AMD introduces Puma, laptop solution
For the next few months, the big battleground is likely to be in notebook computer platforms, where both companies have new offerings, many of which are being rolled out at this week’s Computex show in Taiwan. AMD today formally introduced its new notebook platform, which has been referred to under the code-name of Puma, though officially it’s just the next generation notebook platform. The CPU is the Turion X2 Ultra chip (formerly code-named “Griffin”), which basically is two K8 cores (the same cores used in the Athlon processors) with some interesting new features: independent dynamic cores let the chip set different power levels for each core and the integrated “north bridge” chip, power optimized HyperTransport 3; a a mobile-optimized memory controller designed for DDR-800 memory.

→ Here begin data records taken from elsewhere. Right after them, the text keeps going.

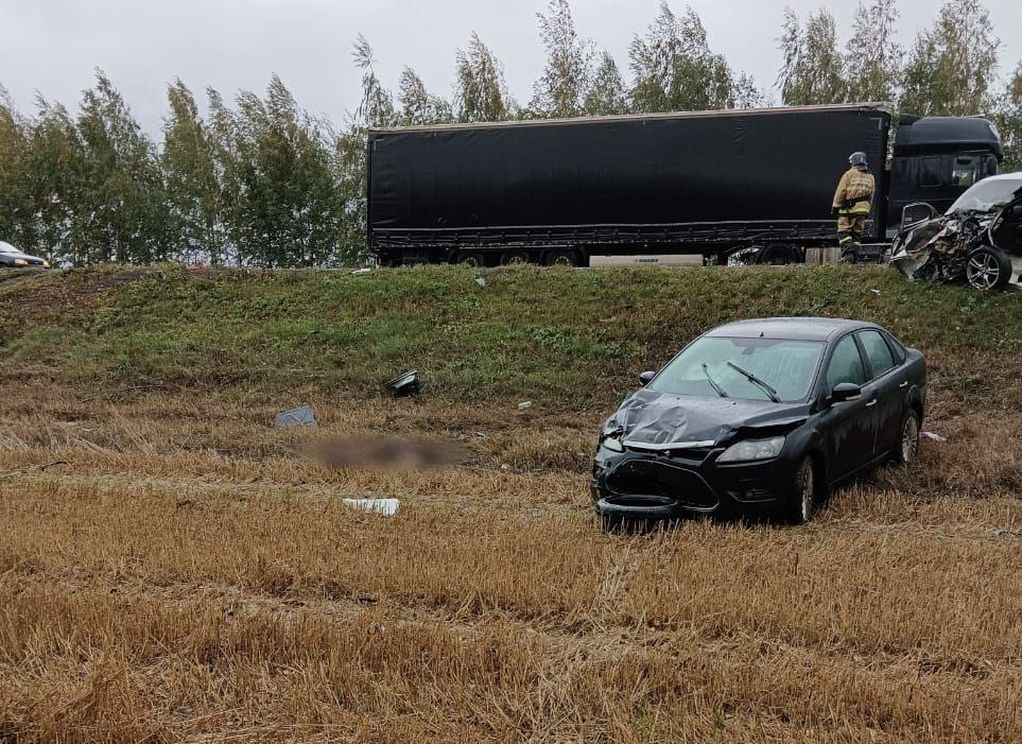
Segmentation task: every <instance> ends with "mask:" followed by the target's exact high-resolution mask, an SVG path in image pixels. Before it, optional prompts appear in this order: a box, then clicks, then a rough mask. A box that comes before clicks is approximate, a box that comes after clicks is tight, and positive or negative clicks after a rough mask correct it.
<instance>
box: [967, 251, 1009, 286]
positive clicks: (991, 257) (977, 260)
mask: <svg viewBox="0 0 1022 744" xmlns="http://www.w3.org/2000/svg"><path fill="white" fill-rule="evenodd" d="M966 273H967V274H968V279H969V283H970V284H972V285H973V286H974V287H976V288H977V289H989V288H990V287H992V286H993V285H994V284H996V282H997V276H998V275H1000V274H1001V272H1000V270H998V269H997V262H996V260H995V259H994V257H993V255H991V254H990V253H988V252H986V251H984V252H982V253H981V254H979V255H974V257H973V258H972V259H970V260H969V266H968V268H967V272H966Z"/></svg>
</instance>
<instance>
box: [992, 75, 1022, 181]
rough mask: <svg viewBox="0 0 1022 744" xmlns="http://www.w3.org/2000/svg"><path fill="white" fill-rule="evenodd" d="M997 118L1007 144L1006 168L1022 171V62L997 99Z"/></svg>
mask: <svg viewBox="0 0 1022 744" xmlns="http://www.w3.org/2000/svg"><path fill="white" fill-rule="evenodd" d="M995 120H996V123H997V129H998V130H1000V131H1001V137H1002V140H1003V142H1004V146H1005V164H1004V168H1005V170H1006V171H1022V62H1019V63H1018V64H1017V65H1016V66H1015V71H1014V73H1013V74H1012V77H1011V79H1010V80H1009V81H1008V85H1007V86H1006V88H1005V92H1004V93H1003V94H1002V95H1001V98H1000V100H998V101H997V111H996V115H995Z"/></svg>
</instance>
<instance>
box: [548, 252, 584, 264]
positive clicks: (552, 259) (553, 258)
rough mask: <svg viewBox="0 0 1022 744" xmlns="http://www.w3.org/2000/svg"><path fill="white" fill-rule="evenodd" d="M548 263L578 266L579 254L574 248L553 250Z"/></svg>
mask: <svg viewBox="0 0 1022 744" xmlns="http://www.w3.org/2000/svg"><path fill="white" fill-rule="evenodd" d="M546 263H547V266H578V254H577V253H575V251H573V250H551V251H550V252H549V253H547V262H546Z"/></svg>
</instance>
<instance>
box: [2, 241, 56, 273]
mask: <svg viewBox="0 0 1022 744" xmlns="http://www.w3.org/2000/svg"><path fill="white" fill-rule="evenodd" d="M21 267H36V268H39V269H49V268H50V263H49V262H48V261H46V259H40V258H39V257H38V255H29V254H28V253H26V252H24V251H21V250H18V249H17V248H15V247H14V246H13V245H11V244H10V243H5V242H4V241H2V240H0V268H2V269H19V268H21Z"/></svg>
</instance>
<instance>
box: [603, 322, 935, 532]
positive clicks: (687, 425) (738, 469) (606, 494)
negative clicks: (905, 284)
mask: <svg viewBox="0 0 1022 744" xmlns="http://www.w3.org/2000/svg"><path fill="white" fill-rule="evenodd" d="M640 380H641V381H642V383H643V385H644V386H643V387H642V388H641V389H639V390H637V391H636V392H634V393H632V394H631V396H630V397H629V398H626V399H625V400H624V402H623V403H622V404H621V406H620V408H619V409H618V410H617V412H616V413H615V414H614V415H613V416H611V417H610V418H609V419H608V420H607V422H606V424H604V427H603V430H602V432H601V434H600V444H599V446H598V449H597V453H596V458H595V462H594V467H593V476H592V482H591V485H592V494H593V502H594V506H595V508H596V511H597V514H598V515H599V516H600V517H601V518H602V519H603V522H604V525H605V526H607V527H613V526H615V525H616V524H618V523H620V522H621V521H622V520H625V519H628V520H639V519H643V520H648V519H664V518H668V519H669V518H675V517H680V516H683V515H686V514H716V513H726V514H735V513H738V514H743V513H752V512H767V513H769V514H772V515H777V516H781V517H783V518H785V519H787V520H789V521H791V522H794V523H804V522H806V521H808V520H809V519H810V518H811V516H812V514H814V512H815V511H816V509H817V508H818V507H819V505H820V504H821V503H822V501H823V500H824V499H826V497H827V496H828V494H829V493H830V489H831V486H833V485H834V484H835V483H837V482H839V481H841V480H844V479H846V478H848V477H850V476H852V475H854V474H856V473H858V472H860V471H862V470H864V469H866V468H869V467H871V466H873V465H876V464H878V463H880V462H882V461H884V460H888V459H894V460H895V461H897V462H901V463H908V462H910V461H911V460H912V459H913V458H914V457H915V455H916V453H917V451H918V448H919V432H920V425H921V424H922V421H923V415H924V413H925V406H926V362H925V360H924V358H923V355H922V354H921V353H920V352H918V351H916V350H914V348H907V347H905V346H904V345H902V344H901V343H900V342H899V341H898V340H897V339H896V338H894V336H892V335H891V334H890V333H889V332H888V331H886V330H885V329H883V328H881V327H879V326H876V325H873V324H871V323H864V322H860V321H851V320H834V319H828V318H774V319H767V320H747V321H741V322H737V323H730V324H728V325H724V326H721V327H718V328H715V329H713V330H711V331H709V332H708V333H705V334H703V335H702V336H700V337H698V338H696V339H695V340H694V341H692V342H691V343H690V344H689V345H688V346H686V347H685V348H684V350H683V351H682V352H681V353H680V354H678V356H676V357H675V358H673V359H672V360H671V361H670V362H669V363H668V364H667V365H666V366H665V367H664V368H663V369H661V370H660V371H659V372H644V373H643V374H642V375H641V376H640Z"/></svg>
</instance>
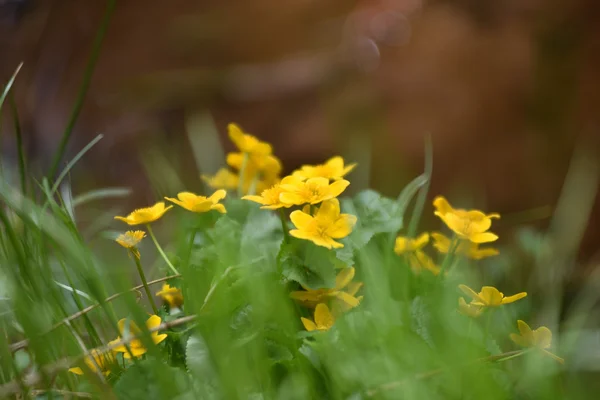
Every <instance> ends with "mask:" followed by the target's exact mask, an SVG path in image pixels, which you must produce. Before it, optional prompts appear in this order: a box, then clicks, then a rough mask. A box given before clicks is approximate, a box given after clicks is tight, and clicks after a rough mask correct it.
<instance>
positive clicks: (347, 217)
mask: <svg viewBox="0 0 600 400" xmlns="http://www.w3.org/2000/svg"><path fill="white" fill-rule="evenodd" d="M290 219H291V220H292V222H293V223H294V225H295V226H296V228H297V229H292V230H291V231H290V235H292V236H294V237H297V238H298V239H306V240H310V241H312V242H313V243H314V244H316V245H317V246H323V247H327V248H328V249H330V248H332V247H335V248H340V247H344V245H343V244H342V243H339V242H336V241H335V240H334V239H342V238H344V237H346V236H348V235H349V234H350V233H351V232H352V228H353V227H354V224H356V216H354V215H351V214H340V202H339V201H338V199H331V200H327V201H325V202H323V204H321V207H319V210H318V211H317V212H316V214H315V216H314V217H313V216H311V215H310V214H307V213H305V212H303V211H300V210H296V211H294V212H292V213H291V214H290Z"/></svg>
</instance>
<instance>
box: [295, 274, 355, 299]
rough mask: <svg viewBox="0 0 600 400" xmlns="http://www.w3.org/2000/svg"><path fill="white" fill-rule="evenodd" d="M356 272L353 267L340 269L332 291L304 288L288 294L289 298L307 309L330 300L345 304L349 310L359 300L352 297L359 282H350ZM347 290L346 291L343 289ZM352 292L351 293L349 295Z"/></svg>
mask: <svg viewBox="0 0 600 400" xmlns="http://www.w3.org/2000/svg"><path fill="white" fill-rule="evenodd" d="M355 273H356V270H355V269H354V267H350V268H344V269H342V270H341V271H340V272H339V273H338V274H337V276H336V277H335V286H334V287H333V288H332V289H328V288H325V289H315V290H312V289H308V288H306V287H304V286H302V288H303V289H304V290H299V291H295V292H292V293H290V297H291V298H292V299H294V300H298V301H299V302H300V303H301V304H302V305H303V306H305V307H309V308H315V307H316V306H317V304H319V303H325V302H326V301H328V300H330V299H338V300H340V301H342V302H343V303H345V304H347V305H348V306H349V307H350V308H352V307H356V306H357V305H358V304H359V302H360V300H358V299H357V298H356V297H354V295H355V294H356V292H358V290H359V289H360V287H361V286H362V283H361V282H352V279H354V274H355ZM346 287H347V288H348V291H344V290H343V289H345V288H346ZM349 292H352V293H349Z"/></svg>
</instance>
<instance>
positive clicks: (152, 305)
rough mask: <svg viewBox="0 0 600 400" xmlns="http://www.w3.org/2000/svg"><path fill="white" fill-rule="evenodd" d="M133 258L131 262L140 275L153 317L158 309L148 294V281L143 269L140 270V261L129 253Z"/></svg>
mask: <svg viewBox="0 0 600 400" xmlns="http://www.w3.org/2000/svg"><path fill="white" fill-rule="evenodd" d="M131 255H132V256H133V260H134V261H135V266H136V267H137V269H138V273H139V274H140V279H141V280H142V284H143V285H144V290H145V291H146V296H148V300H149V301H150V305H151V306H152V310H153V311H154V315H158V308H157V307H156V304H155V303H154V297H153V296H152V293H151V292H150V288H149V287H148V281H147V280H146V274H144V269H143V268H142V264H141V263H140V259H139V258H137V256H136V254H135V252H133V251H132V252H131Z"/></svg>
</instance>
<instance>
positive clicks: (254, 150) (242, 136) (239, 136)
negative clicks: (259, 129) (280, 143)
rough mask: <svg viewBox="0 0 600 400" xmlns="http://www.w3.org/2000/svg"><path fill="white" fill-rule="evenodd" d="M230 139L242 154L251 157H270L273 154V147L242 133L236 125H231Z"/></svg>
mask: <svg viewBox="0 0 600 400" xmlns="http://www.w3.org/2000/svg"><path fill="white" fill-rule="evenodd" d="M227 129H228V130H229V138H230V139H231V141H232V142H233V143H234V144H235V145H236V147H237V148H238V149H239V150H240V151H241V152H242V153H248V154H251V155H268V154H271V152H272V148H271V145H270V144H268V143H266V142H262V141H260V140H259V139H258V138H256V136H253V135H250V134H248V133H245V132H244V131H242V129H241V128H240V127H239V126H238V125H236V124H229V125H228V126H227Z"/></svg>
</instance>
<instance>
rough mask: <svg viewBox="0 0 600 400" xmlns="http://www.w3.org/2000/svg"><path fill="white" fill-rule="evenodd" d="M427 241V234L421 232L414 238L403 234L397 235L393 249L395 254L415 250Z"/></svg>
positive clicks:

The heart of the platform is the new 7-series chipset with support for the ATI Mobility Radeon 3000 family of graphics and Wi-Fi support from a third-party chipset (such as Atheros, Broadcom, or Marvell). The graphics come in several flavors. Most distinctive is the HD 3000 integrated graphics solution, which includes support for Avivo HD (for better hardware-assistend HD decode). AMD believes this will far outperform Intel’s integrated graphics. AMD says this solution will offer three times the 3D performance, 5 times the HD quality, and 40% faster wireless than Intel’s solution. I’m a bit skeptical on some of these numbers, but the proof will be in the final notebooks.
Source: PC World, InfoWeek

Comments(6)
Intel is leaving AMD in the dust…
AMD will sure leave intel in the dust when it comes to built in graphics solution but can’t say about performance….
just pick you side and don’t annoy who picks the other side.
While CPU performance is likely to be lesser, laptop users will never notice THAT. What they will notice is power consumption, so we’ll have to see there. Outdoing Intel graphics isn’t much of a feat since Intel graphics have been consistently the lowest performing GPUs (albeit the most popular due to cost).
Another
Mega
Disaster
@4
totally agree with you. One of the main reasons Intel was beating AMD was because they offered longer battery life, even if their graphics did suck.